Development trajectory 

Since 1990, Namibia has made positive strides towards ensuring spatial resilience and justice in its communal rural areas. A functional land governance system was developed to reinforce communal land administration, including flood management in communal rural areas. The 1991 National Conference on Land Reform acknowledged traditional leaders as the main administrators of communal land. Therefore, to control flood effects, SLM practice has become a primary decision-making tool of the tiered traditional authorities, ensuring that the communal land allocation system recognises floodplains as open spaces, spaces where villagers cannot be allocated and settled. Stirring towards a vigorous and resilient communal land administration in rural areas, 11 years after the National Land Conference, the Communal Land Reform Act was enacted to govern the official land reform programme in communal areas.
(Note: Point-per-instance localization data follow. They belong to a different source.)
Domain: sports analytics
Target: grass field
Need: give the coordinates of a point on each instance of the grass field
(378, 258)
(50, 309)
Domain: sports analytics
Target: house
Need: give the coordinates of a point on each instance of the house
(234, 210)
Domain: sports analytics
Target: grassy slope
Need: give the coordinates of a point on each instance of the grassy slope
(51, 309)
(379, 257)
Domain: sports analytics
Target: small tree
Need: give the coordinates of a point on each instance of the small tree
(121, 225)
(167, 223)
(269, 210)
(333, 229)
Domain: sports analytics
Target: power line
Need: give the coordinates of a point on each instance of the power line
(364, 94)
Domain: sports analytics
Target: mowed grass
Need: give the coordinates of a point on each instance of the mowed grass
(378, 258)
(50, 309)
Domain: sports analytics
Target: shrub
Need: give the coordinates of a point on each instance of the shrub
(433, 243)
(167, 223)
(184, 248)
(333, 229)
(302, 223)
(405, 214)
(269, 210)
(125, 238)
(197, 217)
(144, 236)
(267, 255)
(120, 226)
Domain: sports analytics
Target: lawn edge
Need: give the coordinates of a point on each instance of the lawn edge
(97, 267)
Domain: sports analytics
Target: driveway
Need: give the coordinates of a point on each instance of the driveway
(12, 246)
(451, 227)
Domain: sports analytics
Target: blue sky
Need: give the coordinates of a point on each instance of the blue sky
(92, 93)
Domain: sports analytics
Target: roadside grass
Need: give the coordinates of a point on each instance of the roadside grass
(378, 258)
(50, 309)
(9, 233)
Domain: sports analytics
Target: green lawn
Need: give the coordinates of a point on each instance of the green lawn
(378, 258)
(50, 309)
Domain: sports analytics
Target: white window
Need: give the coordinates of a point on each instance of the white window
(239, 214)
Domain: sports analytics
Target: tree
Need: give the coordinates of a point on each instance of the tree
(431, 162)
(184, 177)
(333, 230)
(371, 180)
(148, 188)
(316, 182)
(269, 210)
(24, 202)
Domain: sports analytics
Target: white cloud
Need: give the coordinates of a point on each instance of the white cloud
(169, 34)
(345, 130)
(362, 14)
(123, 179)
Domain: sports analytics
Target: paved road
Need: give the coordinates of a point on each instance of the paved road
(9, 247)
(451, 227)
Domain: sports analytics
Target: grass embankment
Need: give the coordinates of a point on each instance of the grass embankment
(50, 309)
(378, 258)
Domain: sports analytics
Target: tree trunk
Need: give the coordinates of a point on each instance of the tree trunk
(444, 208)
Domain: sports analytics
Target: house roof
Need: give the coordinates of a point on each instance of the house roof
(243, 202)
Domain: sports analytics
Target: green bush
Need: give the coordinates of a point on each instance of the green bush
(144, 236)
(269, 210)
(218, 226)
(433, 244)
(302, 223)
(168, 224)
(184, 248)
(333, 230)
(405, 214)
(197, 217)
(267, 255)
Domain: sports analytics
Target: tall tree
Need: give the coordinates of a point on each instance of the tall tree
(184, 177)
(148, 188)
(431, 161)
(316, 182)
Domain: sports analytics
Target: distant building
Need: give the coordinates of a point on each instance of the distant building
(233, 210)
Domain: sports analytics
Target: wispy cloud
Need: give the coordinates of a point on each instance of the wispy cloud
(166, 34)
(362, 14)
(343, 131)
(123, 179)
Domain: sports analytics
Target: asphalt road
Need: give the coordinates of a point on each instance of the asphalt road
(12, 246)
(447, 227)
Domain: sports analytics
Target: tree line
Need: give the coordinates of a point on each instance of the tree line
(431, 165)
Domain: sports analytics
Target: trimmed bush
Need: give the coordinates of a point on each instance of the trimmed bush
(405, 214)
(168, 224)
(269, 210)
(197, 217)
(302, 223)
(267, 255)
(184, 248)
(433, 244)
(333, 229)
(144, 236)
Arguably, the CLRA mandates village headmen as the coalface of land administration in communal areas, responsible for the allocation and cancellation of customary land rights. Within the context of flood effects management, the process of customary and/or communal allocation by the village headman should bring all local stakeholders together in a collaborative manner supported by existing legal and policy frameworks to help direct development (in general) towards fit-for-purpose results and advise traditional authorities on circumventing the allocation of communal land in flood-prone areas. So, despite the relevance of traditional authorities in the administration of communal rural areas, the exertion of providing customary land in an effective and efficient manner, involving the cancellation of land allocated in flood zones, is ambiguous and necessitated by a lack of capacity to implement.

 Hence, the Traditional Authorities Act of 2000 and the Communal Land Reform
Act will be harmonised and enhanced if traditional authorities are imparted with appropriate skills and knowledge on sustainable communal land administration that promotes the preservation of floodplains as open spaces. 

*Nestor Shefika works for the //Kharas Regional Council, and is a PhD candidate in development planning at Stellenbosch University. These opinions are entirely his own.